Le projet s’inscrivait dans une dynamique globale, portée par une série lifestyle et une volonté affichée de s’imposer dans l’univers du bien-être et de l’art de vivre. Mais très vite, l’euphorie a laissé place à des questions plus concrètes.
Dans les bureaux de Netflix à Los Angeles, les produits As Ever sont devenus monnaie courante. Trop courante, selon certains. Des confitures alignées par dizaines, des bougies disponibles en abondance, du vin et des décorations florales facilement accessibles. Cette générosité intrigue. Pourquoi offrir autant de produits si la demande est forte ? Pourquoi maintenir des stocks visibles dans des lieux de travail si la marque se vend aussi bien qu’annoncé ?
La situation s’est encore complexifiée lorsqu’un bug informatique a brièvement révélé l’ampleur de l’inventaire. Les chiffres ont circulé rapidement : centaines de milliers d’articles prêts à être vendus. Pour une marque jeune, ces volumes donnent l’image d’une machine lancée à pleine vitesse, peut-être trop vite. Produire autant suppose une confiance extrême dans le succès à venir, mais aussi une prise de risque importante.
Les proches de Meghan Markle défendent une autre lecture. Selon eux, As Ever est en phase de préparation pour un marché international. Ces stocks permettraient d’absorber une demande future, sans délai ni frustration pour les clients. Une stratégie ambitieuse, qui peut fonctionner… à condition que la demande suive réellement.

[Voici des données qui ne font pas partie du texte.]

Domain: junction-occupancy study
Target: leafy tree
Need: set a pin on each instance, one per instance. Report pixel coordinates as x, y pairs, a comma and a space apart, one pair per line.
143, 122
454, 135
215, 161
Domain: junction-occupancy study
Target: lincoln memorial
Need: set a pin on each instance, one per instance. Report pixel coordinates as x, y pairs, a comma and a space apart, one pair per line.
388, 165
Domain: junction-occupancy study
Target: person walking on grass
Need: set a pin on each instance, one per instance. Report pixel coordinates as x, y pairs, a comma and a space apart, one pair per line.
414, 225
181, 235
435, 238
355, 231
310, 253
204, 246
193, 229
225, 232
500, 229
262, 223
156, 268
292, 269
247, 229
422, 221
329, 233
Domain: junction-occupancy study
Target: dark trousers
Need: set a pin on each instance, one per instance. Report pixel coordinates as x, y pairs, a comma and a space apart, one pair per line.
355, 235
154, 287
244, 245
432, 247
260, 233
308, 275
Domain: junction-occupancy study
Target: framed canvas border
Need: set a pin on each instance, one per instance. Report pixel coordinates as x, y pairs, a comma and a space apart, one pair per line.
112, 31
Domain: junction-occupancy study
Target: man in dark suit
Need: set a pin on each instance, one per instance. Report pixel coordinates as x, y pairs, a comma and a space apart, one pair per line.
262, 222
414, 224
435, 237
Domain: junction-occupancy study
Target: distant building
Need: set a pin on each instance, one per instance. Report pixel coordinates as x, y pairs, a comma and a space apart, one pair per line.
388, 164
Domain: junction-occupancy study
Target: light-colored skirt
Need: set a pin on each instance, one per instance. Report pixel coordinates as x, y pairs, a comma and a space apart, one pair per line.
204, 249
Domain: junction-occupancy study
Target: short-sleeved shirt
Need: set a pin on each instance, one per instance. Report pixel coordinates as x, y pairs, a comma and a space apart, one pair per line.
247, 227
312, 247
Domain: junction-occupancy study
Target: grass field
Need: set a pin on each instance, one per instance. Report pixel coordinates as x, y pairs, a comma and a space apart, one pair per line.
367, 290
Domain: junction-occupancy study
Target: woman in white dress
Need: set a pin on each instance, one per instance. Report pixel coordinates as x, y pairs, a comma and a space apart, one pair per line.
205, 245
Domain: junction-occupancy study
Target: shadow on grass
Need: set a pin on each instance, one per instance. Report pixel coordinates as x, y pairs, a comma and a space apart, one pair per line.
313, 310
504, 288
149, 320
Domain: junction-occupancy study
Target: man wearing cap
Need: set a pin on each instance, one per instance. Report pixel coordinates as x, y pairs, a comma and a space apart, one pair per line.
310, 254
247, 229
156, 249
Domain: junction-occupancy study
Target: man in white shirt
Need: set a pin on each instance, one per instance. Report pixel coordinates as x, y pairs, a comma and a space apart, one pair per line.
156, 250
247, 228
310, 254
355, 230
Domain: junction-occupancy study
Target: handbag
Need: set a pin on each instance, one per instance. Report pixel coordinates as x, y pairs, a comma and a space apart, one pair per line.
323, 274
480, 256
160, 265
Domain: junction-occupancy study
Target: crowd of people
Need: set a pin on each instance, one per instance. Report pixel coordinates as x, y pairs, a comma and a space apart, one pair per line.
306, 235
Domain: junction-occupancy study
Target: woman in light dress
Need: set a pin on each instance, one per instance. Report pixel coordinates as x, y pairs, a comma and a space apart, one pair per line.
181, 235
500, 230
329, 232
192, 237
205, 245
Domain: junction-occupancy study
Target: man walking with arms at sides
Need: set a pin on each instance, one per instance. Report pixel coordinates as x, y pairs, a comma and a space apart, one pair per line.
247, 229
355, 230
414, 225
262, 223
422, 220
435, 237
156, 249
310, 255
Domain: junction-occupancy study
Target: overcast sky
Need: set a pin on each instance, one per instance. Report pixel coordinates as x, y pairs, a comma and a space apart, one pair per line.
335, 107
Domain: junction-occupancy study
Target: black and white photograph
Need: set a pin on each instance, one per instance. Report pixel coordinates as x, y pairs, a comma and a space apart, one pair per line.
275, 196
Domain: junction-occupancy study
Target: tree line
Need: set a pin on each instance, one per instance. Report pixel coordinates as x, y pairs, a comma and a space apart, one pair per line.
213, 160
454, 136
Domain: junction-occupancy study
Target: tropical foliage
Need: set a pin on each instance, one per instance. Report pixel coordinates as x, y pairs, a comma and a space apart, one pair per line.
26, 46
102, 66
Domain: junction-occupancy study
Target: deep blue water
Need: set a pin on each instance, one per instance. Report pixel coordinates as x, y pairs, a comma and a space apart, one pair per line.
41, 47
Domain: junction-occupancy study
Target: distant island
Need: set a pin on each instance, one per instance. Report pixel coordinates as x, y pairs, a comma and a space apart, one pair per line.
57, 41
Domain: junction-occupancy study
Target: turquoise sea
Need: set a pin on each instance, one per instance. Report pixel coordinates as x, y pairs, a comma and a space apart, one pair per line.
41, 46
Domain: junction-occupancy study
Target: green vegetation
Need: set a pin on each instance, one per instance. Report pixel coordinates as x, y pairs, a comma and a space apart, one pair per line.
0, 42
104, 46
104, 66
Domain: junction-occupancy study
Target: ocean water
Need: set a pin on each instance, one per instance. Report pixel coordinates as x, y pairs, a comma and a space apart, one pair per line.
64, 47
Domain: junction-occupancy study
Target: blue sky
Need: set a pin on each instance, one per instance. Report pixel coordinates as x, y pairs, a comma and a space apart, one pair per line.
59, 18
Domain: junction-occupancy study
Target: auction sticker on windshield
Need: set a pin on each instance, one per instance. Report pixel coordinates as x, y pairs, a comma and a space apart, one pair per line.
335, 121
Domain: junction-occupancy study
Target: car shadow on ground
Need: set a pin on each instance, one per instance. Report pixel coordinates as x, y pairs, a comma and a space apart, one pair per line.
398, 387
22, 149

Car au-delà des chiffres, il y a la symbolique. Après son départ de la monarchie britannique, Meghan Markle a multiplié les projets pour affirmer son indépendance. Podcasts, séries, engagements publics : As Ever devait être la preuve tangible de son sens des affaires. Voir ce projet questionné si tôt crée un contraste saisissant entre l’image projetée et les réalités du terrain.
Aujourd’hui, impossible de dire si ces doutes annoncent une véritable difficulté ou simplement les turbulences normales d’un lancement très exposé. Une chose est certaine : pour Meghan Markle, As Ever n’est pas qu’une marque. C’est un test grandeur nature, et les prochains mois seront décisifs.